Exposition du 7 mai au 1 juin 2019 Vernissage mardi 7 mai de 18h à 21h

Collimateur excentré, 2019 – Azuléjos : peinture 3ème feu

Se lever, enserrer la poignée de porte, et ressentir un trouble : sa forme est quelque peu modifiée. Ce léger changement donne alors à cet objet de notre quotidien une nouvelle valeur, nous l’observons dans toute l’étrangeté de sa normalité et le considérons avec attention. Le travail de Chloé Jarry agit selon ces mêmes modalités. Elle sculpte, ou dessine, des éléments qui nous entourent en en modifiant la matière.
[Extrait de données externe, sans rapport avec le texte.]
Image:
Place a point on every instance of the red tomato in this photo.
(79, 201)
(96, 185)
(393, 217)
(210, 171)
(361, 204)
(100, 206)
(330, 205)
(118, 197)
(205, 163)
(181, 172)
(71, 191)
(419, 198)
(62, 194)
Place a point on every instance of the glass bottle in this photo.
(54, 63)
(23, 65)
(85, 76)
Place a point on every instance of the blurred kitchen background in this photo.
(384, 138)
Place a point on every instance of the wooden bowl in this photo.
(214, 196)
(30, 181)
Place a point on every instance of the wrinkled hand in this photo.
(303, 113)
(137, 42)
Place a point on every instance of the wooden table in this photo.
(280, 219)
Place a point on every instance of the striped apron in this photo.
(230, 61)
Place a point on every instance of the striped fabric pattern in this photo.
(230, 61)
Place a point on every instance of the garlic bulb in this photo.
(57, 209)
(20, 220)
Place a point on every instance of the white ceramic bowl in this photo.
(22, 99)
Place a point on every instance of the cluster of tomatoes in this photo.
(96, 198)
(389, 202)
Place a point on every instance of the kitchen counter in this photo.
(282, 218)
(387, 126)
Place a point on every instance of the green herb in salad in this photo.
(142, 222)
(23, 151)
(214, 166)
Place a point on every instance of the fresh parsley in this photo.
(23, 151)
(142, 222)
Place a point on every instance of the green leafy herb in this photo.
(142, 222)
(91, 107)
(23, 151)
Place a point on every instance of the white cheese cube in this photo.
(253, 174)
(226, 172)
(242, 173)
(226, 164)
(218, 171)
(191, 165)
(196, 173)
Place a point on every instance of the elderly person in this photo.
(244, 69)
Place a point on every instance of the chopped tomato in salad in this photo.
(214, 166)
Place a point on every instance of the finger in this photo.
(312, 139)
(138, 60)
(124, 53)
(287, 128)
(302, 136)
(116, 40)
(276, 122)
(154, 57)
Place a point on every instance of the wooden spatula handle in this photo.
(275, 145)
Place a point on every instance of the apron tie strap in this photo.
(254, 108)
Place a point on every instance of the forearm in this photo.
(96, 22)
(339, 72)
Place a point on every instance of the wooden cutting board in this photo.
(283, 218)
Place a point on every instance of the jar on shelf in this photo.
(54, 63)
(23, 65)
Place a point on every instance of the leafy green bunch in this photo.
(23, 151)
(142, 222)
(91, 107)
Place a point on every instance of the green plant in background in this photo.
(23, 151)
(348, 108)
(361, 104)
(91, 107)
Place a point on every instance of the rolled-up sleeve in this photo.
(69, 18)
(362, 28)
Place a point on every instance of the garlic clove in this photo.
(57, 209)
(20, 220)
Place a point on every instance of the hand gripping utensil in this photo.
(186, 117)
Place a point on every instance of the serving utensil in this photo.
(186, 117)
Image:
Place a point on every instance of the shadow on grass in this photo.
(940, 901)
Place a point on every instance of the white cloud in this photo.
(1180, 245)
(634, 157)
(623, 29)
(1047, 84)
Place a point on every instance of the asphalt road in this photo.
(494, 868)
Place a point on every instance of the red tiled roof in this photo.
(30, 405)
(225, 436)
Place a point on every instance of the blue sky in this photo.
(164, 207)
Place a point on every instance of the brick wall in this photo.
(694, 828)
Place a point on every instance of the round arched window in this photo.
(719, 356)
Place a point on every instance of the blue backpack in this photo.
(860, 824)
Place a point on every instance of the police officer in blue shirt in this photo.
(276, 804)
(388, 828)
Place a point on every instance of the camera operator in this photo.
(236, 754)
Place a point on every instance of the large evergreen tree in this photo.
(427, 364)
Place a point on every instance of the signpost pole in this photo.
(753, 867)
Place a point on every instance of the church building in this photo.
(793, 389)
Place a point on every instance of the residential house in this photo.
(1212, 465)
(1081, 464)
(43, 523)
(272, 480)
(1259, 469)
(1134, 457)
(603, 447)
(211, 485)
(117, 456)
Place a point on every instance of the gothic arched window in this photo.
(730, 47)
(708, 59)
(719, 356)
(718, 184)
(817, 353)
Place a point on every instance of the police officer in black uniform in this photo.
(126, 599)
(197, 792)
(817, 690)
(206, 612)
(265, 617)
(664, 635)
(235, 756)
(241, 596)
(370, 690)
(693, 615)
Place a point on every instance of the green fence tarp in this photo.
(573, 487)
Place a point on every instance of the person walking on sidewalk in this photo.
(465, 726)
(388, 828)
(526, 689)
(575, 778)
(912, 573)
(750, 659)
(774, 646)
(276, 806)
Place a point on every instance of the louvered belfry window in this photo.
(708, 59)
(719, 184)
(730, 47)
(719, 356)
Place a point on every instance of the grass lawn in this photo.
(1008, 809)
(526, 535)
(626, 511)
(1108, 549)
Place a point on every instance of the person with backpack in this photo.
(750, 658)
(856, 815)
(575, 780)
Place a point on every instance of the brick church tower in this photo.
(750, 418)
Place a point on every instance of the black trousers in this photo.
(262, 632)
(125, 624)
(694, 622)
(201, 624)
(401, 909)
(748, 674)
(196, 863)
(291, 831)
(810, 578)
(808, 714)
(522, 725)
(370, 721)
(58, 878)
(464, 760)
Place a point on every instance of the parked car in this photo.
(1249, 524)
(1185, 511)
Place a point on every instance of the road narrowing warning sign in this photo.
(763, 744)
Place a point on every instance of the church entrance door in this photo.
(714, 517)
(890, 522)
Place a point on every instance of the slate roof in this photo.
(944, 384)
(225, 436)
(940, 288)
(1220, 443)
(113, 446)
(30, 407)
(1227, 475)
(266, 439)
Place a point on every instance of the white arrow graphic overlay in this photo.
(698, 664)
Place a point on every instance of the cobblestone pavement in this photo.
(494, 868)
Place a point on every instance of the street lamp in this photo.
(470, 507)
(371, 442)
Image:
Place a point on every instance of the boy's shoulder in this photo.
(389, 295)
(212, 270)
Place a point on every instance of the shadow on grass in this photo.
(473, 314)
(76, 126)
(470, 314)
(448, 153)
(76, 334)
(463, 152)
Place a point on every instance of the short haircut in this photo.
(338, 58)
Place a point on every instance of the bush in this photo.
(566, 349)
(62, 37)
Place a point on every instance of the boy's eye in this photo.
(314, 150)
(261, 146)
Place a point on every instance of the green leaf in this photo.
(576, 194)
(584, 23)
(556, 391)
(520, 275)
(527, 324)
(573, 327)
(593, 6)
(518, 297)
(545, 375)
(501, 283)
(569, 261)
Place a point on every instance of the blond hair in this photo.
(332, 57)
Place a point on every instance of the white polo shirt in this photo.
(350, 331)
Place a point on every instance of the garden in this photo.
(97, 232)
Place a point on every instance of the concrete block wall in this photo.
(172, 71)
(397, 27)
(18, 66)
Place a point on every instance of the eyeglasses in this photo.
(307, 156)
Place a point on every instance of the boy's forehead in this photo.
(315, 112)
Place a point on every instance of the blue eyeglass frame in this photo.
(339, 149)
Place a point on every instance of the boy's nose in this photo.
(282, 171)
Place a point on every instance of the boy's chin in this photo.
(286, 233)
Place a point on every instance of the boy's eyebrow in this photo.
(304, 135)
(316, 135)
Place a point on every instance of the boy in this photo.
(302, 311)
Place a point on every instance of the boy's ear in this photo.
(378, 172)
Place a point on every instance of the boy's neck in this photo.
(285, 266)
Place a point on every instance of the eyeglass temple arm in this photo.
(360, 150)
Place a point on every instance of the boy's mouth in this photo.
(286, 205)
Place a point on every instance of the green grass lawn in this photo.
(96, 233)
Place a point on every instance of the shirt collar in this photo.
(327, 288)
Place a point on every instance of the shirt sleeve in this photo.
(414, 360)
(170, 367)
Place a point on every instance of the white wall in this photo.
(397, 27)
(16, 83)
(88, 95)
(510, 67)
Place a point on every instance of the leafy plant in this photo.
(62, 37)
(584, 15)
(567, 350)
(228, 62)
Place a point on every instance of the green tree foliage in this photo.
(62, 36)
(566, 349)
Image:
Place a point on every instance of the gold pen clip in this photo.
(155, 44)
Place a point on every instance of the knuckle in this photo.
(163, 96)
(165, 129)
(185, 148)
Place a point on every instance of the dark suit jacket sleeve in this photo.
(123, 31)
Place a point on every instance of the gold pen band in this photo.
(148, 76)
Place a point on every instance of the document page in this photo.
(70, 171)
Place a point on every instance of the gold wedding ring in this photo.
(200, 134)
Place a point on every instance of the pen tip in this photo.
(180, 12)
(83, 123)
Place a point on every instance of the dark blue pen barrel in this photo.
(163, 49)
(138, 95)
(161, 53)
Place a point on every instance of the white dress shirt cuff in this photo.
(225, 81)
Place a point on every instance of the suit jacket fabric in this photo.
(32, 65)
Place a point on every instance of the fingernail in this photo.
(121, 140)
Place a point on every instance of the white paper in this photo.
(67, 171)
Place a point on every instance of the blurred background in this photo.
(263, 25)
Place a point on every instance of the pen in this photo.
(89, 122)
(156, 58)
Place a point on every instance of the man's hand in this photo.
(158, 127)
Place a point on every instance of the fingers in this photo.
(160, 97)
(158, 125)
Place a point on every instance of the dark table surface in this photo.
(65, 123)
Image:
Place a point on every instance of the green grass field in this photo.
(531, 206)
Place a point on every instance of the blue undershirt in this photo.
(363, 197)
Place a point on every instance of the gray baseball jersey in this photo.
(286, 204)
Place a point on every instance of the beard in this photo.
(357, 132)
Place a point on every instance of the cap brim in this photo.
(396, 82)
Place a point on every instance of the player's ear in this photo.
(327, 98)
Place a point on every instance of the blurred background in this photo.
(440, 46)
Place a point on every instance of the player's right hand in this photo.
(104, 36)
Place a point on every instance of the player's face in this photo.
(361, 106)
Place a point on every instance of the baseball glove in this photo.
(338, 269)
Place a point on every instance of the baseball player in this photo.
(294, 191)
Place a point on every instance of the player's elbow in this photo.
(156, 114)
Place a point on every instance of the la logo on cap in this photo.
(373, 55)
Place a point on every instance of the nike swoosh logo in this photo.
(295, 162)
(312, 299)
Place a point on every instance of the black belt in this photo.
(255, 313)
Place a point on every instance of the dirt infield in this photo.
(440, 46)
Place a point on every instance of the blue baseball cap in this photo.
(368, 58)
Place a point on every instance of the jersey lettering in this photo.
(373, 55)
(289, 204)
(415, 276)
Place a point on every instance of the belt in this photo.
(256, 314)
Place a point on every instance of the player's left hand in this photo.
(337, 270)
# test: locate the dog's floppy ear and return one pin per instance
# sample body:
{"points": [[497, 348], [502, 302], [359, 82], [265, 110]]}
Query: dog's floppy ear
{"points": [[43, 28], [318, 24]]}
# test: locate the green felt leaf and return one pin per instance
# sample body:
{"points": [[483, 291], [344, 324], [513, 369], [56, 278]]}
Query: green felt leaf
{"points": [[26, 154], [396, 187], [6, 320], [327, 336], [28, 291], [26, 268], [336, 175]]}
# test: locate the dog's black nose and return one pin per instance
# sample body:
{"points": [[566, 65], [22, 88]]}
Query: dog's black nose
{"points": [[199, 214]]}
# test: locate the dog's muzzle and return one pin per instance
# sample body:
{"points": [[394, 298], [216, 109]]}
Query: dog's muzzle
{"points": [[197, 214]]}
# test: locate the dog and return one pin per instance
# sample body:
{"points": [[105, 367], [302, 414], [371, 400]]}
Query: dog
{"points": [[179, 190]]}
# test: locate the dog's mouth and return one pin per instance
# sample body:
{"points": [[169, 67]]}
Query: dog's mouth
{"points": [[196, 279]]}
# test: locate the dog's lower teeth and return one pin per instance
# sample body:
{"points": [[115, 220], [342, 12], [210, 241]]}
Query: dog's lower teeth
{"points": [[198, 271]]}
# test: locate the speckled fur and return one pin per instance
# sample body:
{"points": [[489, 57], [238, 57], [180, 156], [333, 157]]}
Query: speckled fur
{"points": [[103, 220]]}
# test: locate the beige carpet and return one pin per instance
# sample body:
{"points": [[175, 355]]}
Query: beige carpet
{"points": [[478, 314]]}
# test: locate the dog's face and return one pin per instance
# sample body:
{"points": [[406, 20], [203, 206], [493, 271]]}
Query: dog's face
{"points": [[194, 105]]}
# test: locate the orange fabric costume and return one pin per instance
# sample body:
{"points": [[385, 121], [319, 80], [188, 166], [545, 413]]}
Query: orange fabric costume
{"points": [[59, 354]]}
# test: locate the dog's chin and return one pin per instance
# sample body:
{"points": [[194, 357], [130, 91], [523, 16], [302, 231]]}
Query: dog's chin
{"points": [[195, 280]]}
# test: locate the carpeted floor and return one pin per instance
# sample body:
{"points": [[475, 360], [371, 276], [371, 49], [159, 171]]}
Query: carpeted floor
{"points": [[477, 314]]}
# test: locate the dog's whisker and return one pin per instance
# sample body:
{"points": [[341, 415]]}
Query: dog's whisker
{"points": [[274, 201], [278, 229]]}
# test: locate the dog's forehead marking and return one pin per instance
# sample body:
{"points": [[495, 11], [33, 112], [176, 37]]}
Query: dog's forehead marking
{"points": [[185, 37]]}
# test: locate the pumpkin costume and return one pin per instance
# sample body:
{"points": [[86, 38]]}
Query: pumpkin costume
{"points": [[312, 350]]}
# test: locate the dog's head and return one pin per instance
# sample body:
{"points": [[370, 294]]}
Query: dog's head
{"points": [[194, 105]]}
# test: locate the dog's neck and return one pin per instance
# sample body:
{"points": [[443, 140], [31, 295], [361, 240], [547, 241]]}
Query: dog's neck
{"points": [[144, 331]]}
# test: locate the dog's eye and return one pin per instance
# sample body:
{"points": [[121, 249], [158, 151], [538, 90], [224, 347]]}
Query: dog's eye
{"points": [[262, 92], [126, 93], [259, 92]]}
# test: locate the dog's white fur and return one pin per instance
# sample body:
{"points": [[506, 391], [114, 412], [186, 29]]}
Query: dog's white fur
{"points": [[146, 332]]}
Ses céramiques réinterprètent des objets manufacturés et rarement valorisés : amas d’ampoules, carrelages typiques des habitations bon marché des années 70, ferronneries, etc. Elle ne sculpte pas un catalogue archétypal de notre espace domestique ; elle donne au contraire une individualité à chacune de ses pièces, sérielles comme uniques. Ses installations s’apparentent à des souvenirs, à des répliques singulières et des reliques désacralisées. 

Modulation de surface I, 2016 – Grès noir, colsons
Paysage en déclinaison, L’Escaut Architecture
Avec le soutien de la Direction des Affaires Culturelles des Pays de la Loire
Antipareidolie – 2017 – Papier, aquarelle
Ma quête au pied du mur, Collectif BLAST, Angers / Résidence L’H du Siège

Ce sentiment de bouleversement doux et implacable est rendu possible par l’engagement physique de l’artiste. Chloé Jarry renoue avec l’historique et étroite relation entre artistes et artisans, c’est en tant que technicienne aguerrie qu’elle agit. Cette technicité sou-tend une très forte proximité de l’artiste avec la matière de ses œuvres. Elle modèle chacune de ses productions à la main, même dans le cas d’effet deseuil(2017), pièce composée de 1436 tomettes en grès mêlés. Certaines créations conservent littéralement son empreinte (M’amarrer, 2017). L’investissement physique de Chloé Jarry se retrouve également dans le format de ses aquarelles, celles-ci pouvant dépasser les deux mètres. Cette tâche minutieuse et monumentale confère à ces dessins un aspect architectural : les initiaux motifs de carrelage deviennent lés de tapisserie (Antiparéidolie, 2017). Tout le corps de l’artiste s’implique dans sa création ; pour appréhender l’humidité d’une terre cuite, Chloé Jarry approche ses lèvres, surface cutanée beaucoup plus sensible que le bout de nos doigts. Dans le cadre de son travail sur les motifs des azulejos, elle déambule dans les rues lisboètes, ses pieds guident son appareil photographique. Elle redessine ensuite ses prises de vue afin de réaliser sa sélection, le geste de sa main détermine l’œuvre future.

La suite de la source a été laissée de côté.